OCEtrac - Ocetrac: morphological image processing for monitoring marine heatwaves#

Recorded Presentation Github repo

  • See warming trend in the oceans…

    • Lots of variability on top of this

    • Compute trend at every point you have data for

    • Can cause marine heatwaves to form

  • Species can cope with fluctuations in temperature

    • If we continue to warm the climate, warm extremes more frequent, more extreme

  • Marine events exceed some threshold over some 30 year time period

    • Can be broader across ocean, or more locally focused

  • Motivation

    • Marine heatwaves don’t stay in one place

    • Complex spatial connectivity and temporal behavior

    • Local analyses may be completely characterize evolution

    • Can we build a tool to identify and track these?

  • Goals of OceTRAC

    • ID marine heatwaves as 2D object from SST anomalies

    • Track marine heatwave objects in space and time

    • Create new labeled dataset of heatwaves

  • NOAA Optimum Interpolation SST (OISST)

    • Mean SSTs - bias corrected

    • Compute SST anomalies

    • Extract only 90th percentile of SST anoms

    • NOAA OISST data - on s3 object storage

      • use pangeo forge to convert from netcdf to zarr

  • Running notebook

    • get your dask cluster

    • Do some preprocessing

      • Need to do this before feeding in

    • Convert into a binary map - if exceed, label 1 - if not, 0

      • Can do this for any type of phenomena

      • Can use this for any feature id

    • After you have this, use SciPy.ndimage

      • Open/close - smooth contours of image

        • Close - fill small holes in features

        • open - eliminate small features

    • Structuring element

      • Radius - define size of element (what is used to construct object)

    • Once you have object, collect the area (objects below threshold removed)

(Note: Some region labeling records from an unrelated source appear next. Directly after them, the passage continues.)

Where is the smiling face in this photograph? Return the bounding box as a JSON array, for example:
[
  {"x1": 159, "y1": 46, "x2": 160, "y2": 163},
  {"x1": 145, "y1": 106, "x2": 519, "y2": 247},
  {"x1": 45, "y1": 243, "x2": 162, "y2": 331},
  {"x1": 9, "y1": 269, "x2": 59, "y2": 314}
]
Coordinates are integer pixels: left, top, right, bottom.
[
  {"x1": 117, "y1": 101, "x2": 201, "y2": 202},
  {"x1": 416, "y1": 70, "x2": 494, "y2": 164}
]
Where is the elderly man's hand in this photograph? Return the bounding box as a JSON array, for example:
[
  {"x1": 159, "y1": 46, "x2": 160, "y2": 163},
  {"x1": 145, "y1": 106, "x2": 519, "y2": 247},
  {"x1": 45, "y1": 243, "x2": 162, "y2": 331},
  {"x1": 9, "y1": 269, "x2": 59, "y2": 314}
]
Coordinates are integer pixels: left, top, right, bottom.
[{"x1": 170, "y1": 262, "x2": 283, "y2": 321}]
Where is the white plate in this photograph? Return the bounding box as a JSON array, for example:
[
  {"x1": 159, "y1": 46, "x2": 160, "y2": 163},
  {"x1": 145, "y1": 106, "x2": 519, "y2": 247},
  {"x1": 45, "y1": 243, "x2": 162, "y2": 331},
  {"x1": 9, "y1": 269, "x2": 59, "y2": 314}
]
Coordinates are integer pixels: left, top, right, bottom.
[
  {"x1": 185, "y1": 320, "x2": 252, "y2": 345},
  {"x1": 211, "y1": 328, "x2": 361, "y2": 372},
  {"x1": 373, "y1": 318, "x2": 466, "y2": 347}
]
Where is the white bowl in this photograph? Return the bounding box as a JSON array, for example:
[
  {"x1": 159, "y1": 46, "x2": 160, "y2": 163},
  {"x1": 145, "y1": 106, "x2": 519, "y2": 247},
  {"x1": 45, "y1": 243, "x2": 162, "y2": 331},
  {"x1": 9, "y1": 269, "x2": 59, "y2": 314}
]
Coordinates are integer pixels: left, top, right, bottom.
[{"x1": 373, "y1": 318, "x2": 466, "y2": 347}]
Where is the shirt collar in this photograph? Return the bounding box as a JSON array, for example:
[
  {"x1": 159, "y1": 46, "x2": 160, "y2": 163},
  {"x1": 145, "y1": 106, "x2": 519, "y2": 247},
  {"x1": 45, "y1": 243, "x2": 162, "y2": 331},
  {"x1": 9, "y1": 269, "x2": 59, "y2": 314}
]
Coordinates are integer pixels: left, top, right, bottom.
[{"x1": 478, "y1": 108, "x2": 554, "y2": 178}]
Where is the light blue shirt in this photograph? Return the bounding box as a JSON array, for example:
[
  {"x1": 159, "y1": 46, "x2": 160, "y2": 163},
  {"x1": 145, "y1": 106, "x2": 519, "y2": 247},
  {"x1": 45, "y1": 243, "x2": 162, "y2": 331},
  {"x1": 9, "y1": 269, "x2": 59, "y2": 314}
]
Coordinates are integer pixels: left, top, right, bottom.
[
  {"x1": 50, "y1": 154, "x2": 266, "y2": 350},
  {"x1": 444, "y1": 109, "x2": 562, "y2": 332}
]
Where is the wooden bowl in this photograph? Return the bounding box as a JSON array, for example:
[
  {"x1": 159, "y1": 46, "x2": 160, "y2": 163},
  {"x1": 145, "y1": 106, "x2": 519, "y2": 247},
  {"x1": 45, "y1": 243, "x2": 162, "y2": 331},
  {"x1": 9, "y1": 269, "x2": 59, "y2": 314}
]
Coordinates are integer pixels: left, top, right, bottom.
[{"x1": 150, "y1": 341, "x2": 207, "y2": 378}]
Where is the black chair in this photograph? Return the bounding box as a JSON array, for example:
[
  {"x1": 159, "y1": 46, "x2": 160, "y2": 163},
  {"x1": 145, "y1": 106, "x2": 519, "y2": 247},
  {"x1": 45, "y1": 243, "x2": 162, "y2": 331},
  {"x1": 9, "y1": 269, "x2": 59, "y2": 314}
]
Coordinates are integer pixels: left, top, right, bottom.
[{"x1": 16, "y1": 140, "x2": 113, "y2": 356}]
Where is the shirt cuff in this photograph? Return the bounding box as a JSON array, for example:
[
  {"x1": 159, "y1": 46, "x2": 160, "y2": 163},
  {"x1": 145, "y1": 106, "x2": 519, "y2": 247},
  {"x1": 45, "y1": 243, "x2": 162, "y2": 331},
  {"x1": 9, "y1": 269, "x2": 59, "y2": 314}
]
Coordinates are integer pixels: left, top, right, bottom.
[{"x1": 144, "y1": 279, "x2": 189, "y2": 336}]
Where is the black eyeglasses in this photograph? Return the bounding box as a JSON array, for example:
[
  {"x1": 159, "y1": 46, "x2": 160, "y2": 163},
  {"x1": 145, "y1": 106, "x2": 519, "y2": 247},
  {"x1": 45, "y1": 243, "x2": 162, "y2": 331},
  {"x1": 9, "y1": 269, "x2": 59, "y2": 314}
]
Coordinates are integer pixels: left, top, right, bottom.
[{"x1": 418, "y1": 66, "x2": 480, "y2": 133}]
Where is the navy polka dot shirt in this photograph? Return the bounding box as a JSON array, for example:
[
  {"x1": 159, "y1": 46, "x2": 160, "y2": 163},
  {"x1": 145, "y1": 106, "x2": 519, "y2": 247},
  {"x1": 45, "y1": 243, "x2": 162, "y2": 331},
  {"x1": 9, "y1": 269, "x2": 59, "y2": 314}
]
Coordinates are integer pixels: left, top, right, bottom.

    • Last part - track in space and time

      • Connectivity element - connected in x, y, time

        • If they are connected, share the same id

      • These can merge, come together, split

        • Heat wave remembers the history

Running this#

  • Load in data array

  • Set radius to number of grid points

  • Minimum size quartile - threshold for object areas

  • Set variables such as xdim, ydim

  • Set up the Tracker object

    • Feed in data array, mask, radius, minsize

  • Each color on there is a different heatwave

    • Can see size and shape of these

    • Can zoom into single events

  • Can look at more stats using regional properties

  • Now have quantified dataset to understand the event

New Insights#

  • Seen two different patterns evolve - regional, global

    • Tropics play big role in global scale

  • Global heat waves last longer, more intense

  • Marine heatwaves split and merge, connected in space and time

  • Can track any ocean variables you want

  • Dealing with the 180 degree seam

    • Something they had to add on… but it’s there now!